Presidents usually get credit for strong economies but the Economist implicitly criticizes both Biden and Trump, warning that their turn to protectionism and industrial policy risks squandering America's strengths.
Income inequality and lower life expectancies are among the negatives Krugman plays up. "Do we care," he asks, "that the rich can afford more and bigger superyachts?" Krugman also argues that while Europe lags the U.S. economically, Europeans enjoy a higher quality of life. Their long vacations give them a better work-life balance.
Unfortunately, in focusing on GDP's limitations as a measuring rod, Krugman ignores the many other dimensions on which the Economist rates the American economy highly.

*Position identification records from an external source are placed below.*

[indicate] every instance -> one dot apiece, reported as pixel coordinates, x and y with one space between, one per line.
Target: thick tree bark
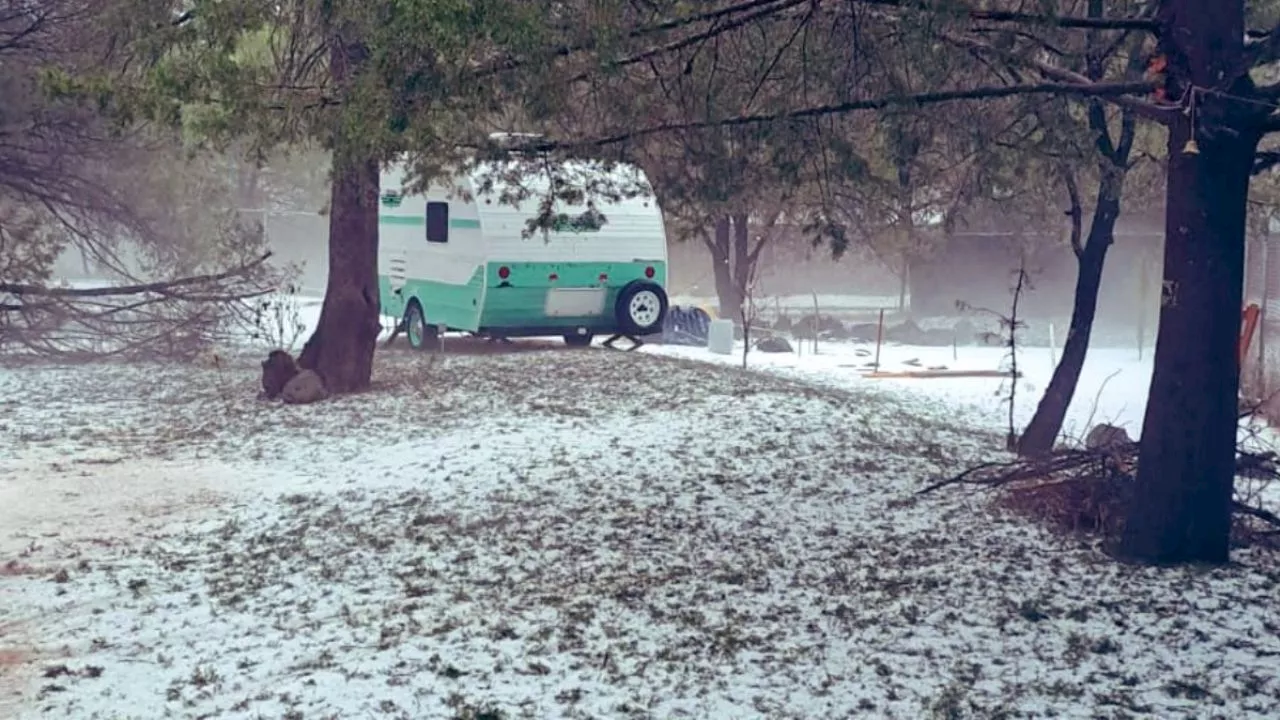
342 346
1180 510
1042 432
1182 505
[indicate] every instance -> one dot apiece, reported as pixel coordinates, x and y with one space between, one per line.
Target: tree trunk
722 256
904 278
743 265
342 346
1042 432
1180 510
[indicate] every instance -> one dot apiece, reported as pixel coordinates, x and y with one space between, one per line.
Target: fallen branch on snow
1088 490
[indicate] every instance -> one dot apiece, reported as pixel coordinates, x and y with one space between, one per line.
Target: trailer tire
640 309
420 335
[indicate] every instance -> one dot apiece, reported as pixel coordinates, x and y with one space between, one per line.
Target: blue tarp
685 326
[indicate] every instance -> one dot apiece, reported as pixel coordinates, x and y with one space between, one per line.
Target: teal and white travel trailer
453 260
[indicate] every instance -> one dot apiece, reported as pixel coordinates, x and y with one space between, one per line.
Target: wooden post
880 337
817 320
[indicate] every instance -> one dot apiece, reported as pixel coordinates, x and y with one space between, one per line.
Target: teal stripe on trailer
419 220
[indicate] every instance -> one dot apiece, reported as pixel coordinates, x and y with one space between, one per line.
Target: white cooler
720 337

Moreover, the tradeoff between European and American capitalism is broader than vacations. Brooks calls it "the tension between economic dynamism and economic security." American capitalism, he says, "has always been tilted toward dynamism." And even though this tilt has weakened as U.S. social spending increased, the U.S. economy continues to outperform.
On one thing both Times' pundits agree: American society is a mess. In Brooks' words, "We've lived through a wretched political era. The social fabric is fraying in a thousand ways." No doubt this fraying contributes to the feeling so many have that America is in decline.
There were similar feelings in the 1980s when Japan was on the rise. By the mid-1990s, it was clear those feelings were overwrought.
Will history repeat itself? Today's challenges, external and domestic, may be more serious. Still, by pointing out America's continuing strengths, the Economist has contributed a fresh and helpful perspective.